How to efficiently annotate your own datasets?


(leon yin) #1

I work in a social science lab and labelling data is always a bottleneck.
Mind you, this is just labeling an initial dataset to validate against crowdsourced labels.

What kind of tools, tricks, or platforms do you use to label data within your institution?

For mutually exclusive images I send annotators a zip file of images and have them drag images into sub-directories for each class. What about for non-mutually exclusive images (IE where one image has more than one label)? How about for metadata and text?

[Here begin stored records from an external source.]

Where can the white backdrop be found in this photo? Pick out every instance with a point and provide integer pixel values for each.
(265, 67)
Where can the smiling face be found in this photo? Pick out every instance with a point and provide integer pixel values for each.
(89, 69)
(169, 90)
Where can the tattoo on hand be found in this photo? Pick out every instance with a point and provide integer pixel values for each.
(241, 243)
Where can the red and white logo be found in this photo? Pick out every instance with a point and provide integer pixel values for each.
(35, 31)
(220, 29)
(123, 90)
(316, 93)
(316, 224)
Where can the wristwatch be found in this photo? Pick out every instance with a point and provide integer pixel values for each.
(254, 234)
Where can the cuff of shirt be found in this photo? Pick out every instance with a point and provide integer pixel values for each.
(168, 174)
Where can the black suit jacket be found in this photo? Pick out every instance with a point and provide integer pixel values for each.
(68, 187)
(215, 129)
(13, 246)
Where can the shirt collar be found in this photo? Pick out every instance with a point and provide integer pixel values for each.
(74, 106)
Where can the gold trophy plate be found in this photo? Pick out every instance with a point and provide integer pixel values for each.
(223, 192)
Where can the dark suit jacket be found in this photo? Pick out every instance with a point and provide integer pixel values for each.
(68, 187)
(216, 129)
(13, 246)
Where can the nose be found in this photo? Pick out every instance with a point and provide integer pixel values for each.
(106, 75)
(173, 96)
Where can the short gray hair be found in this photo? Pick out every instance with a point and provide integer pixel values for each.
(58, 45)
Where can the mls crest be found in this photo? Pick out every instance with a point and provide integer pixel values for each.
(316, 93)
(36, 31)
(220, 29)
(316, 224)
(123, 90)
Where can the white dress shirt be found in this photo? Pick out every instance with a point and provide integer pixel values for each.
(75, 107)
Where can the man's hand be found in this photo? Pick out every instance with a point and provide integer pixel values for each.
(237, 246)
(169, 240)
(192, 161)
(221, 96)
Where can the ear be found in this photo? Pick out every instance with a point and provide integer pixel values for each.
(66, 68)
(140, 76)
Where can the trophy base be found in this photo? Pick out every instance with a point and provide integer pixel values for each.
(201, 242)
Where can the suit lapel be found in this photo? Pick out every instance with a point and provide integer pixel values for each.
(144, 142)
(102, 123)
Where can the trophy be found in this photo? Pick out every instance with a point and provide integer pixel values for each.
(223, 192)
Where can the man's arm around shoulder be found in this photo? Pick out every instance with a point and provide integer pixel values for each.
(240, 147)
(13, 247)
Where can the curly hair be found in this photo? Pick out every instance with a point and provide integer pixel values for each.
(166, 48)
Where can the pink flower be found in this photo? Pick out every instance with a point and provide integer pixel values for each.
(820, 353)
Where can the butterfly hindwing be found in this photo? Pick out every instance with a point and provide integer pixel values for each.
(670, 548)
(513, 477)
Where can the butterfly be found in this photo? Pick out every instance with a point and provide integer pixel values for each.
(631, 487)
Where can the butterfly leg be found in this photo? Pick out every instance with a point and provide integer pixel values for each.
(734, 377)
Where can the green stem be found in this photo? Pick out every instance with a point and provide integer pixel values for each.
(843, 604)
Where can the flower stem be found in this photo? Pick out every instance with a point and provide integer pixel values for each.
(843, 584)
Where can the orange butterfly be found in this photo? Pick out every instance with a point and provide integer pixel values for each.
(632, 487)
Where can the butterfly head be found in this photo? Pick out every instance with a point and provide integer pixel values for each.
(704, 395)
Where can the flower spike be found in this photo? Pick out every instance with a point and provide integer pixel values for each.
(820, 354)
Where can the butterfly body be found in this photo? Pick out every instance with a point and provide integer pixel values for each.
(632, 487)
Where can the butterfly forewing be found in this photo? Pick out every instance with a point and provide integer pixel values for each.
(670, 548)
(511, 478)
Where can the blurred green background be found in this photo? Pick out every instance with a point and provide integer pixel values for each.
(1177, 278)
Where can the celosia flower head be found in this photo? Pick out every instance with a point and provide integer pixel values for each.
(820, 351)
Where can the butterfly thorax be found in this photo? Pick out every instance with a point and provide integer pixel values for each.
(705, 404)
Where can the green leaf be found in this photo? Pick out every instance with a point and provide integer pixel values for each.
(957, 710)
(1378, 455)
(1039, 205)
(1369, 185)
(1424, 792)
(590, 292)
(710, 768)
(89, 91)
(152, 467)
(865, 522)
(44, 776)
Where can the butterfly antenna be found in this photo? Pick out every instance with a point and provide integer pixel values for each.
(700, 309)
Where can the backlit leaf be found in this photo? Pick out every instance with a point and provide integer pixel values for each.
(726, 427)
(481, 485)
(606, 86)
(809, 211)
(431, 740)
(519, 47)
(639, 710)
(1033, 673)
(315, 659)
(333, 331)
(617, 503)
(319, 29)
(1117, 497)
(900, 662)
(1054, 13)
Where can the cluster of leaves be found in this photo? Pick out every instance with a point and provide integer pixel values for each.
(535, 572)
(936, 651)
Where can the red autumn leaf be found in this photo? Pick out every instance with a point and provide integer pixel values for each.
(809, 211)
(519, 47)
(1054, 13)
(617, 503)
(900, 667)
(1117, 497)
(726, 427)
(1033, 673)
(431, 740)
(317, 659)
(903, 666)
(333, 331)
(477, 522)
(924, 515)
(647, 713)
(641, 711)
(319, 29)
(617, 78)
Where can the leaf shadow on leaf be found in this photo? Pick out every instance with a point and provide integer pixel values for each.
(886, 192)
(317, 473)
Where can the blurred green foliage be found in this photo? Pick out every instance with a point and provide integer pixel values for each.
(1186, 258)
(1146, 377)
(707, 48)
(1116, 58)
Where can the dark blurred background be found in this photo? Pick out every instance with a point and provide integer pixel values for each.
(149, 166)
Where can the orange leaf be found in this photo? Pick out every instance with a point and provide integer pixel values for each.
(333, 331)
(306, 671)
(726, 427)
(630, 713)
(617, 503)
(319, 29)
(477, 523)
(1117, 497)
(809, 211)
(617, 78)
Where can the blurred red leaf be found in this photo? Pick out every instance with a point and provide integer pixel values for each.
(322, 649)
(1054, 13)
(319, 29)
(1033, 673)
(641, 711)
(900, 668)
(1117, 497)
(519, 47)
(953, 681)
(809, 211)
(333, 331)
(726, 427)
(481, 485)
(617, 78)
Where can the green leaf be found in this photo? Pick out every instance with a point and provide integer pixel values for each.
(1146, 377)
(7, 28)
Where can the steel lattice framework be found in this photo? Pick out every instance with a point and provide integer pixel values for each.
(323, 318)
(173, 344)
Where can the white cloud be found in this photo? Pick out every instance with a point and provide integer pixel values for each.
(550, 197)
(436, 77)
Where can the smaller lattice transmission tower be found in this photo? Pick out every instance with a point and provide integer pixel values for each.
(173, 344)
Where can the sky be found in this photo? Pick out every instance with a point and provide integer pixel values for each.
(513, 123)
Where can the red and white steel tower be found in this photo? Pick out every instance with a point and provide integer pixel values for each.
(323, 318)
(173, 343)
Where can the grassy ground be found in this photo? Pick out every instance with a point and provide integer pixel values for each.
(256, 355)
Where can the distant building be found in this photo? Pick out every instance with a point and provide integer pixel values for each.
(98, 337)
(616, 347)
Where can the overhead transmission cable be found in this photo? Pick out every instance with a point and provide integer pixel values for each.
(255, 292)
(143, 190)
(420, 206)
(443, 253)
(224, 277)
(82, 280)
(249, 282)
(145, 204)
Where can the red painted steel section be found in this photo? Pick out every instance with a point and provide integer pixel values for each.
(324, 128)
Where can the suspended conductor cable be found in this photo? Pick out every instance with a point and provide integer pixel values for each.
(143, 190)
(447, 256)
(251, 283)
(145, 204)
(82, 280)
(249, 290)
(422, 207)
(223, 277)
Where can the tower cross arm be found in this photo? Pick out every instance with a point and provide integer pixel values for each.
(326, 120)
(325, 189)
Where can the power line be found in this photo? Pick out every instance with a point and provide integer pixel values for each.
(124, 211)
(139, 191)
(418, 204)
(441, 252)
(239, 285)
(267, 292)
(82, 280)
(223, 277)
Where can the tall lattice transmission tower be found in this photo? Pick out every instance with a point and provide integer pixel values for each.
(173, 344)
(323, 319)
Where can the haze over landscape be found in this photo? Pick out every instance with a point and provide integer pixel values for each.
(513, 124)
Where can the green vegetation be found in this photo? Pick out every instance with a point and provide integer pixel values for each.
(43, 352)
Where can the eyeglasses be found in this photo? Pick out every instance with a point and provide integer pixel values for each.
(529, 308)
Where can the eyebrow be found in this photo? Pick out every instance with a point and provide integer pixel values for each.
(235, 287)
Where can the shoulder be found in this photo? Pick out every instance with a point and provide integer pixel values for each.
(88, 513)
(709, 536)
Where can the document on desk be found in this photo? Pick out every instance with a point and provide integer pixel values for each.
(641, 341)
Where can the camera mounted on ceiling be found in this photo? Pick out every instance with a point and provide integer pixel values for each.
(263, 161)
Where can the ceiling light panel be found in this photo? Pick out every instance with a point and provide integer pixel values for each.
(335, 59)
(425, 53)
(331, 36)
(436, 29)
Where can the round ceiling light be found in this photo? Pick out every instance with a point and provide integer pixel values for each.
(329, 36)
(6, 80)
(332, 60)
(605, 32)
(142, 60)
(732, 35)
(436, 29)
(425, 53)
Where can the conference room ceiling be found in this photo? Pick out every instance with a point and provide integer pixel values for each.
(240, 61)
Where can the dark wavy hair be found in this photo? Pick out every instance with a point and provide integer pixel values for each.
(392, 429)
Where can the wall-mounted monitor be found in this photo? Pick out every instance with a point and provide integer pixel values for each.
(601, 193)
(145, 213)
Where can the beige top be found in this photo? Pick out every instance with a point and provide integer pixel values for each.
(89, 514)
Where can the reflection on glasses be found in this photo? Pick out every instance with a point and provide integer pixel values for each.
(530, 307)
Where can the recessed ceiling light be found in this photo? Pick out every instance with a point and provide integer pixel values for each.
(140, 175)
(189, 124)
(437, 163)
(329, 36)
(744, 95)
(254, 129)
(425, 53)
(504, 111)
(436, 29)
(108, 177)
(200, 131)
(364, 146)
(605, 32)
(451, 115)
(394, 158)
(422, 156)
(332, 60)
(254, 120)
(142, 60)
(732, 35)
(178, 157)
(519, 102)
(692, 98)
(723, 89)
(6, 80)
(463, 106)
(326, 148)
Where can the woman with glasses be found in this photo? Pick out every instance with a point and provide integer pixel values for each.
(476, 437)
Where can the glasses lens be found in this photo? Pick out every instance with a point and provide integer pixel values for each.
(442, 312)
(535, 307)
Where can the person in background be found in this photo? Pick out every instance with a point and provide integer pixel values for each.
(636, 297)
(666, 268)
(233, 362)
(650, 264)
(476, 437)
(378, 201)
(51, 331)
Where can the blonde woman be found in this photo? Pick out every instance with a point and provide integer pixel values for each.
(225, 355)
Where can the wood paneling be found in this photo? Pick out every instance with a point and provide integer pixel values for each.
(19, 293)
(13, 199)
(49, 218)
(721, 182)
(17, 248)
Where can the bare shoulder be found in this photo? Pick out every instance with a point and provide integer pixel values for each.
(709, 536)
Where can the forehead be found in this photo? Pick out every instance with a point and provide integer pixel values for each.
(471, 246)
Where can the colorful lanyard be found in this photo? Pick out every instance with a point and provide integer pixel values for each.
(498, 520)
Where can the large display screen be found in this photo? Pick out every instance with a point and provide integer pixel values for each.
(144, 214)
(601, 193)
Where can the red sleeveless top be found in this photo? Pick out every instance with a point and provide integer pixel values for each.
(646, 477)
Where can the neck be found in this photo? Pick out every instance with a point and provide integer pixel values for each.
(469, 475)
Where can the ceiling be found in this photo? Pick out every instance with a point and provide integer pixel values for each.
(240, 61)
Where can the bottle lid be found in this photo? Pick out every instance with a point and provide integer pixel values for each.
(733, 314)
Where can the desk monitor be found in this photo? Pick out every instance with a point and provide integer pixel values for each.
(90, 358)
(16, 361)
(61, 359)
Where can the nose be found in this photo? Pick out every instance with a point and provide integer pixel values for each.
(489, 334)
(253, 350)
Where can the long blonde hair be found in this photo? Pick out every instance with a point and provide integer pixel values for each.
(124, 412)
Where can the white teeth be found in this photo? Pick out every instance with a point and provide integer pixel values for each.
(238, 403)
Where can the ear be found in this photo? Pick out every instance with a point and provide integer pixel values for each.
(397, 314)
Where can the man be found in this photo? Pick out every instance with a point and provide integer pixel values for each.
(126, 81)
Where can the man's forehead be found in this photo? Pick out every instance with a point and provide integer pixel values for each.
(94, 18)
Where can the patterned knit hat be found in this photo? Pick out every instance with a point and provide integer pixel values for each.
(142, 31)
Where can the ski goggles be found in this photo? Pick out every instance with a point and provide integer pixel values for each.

I hope that the question is clear, but more importantly I hope this thread can serve as a resource for others who need to label datasets without (or before) crowd workers,


(Marc) #2

I have not used this myself, but I have heard people that were very happy with this, although it is not free:

I am in not way affiliated with this, just an option to maybe check out. (especially for nlp stuff it seems) It is by the authors of the spaCy nlp lib.
But seems to be for image annotation as well (but the happy people mentioned above were from the nlp space)


(Kevin Bird) #3

If you don’t mind spending some money, you can get your labeling done through a crowdsourcing site such as Mechanical Turk

Cancel that, this is for the initial dataset. Good question that I will keep looking at.


(Nick) #4

https://github.com/Microsoft/VoTT is ok for images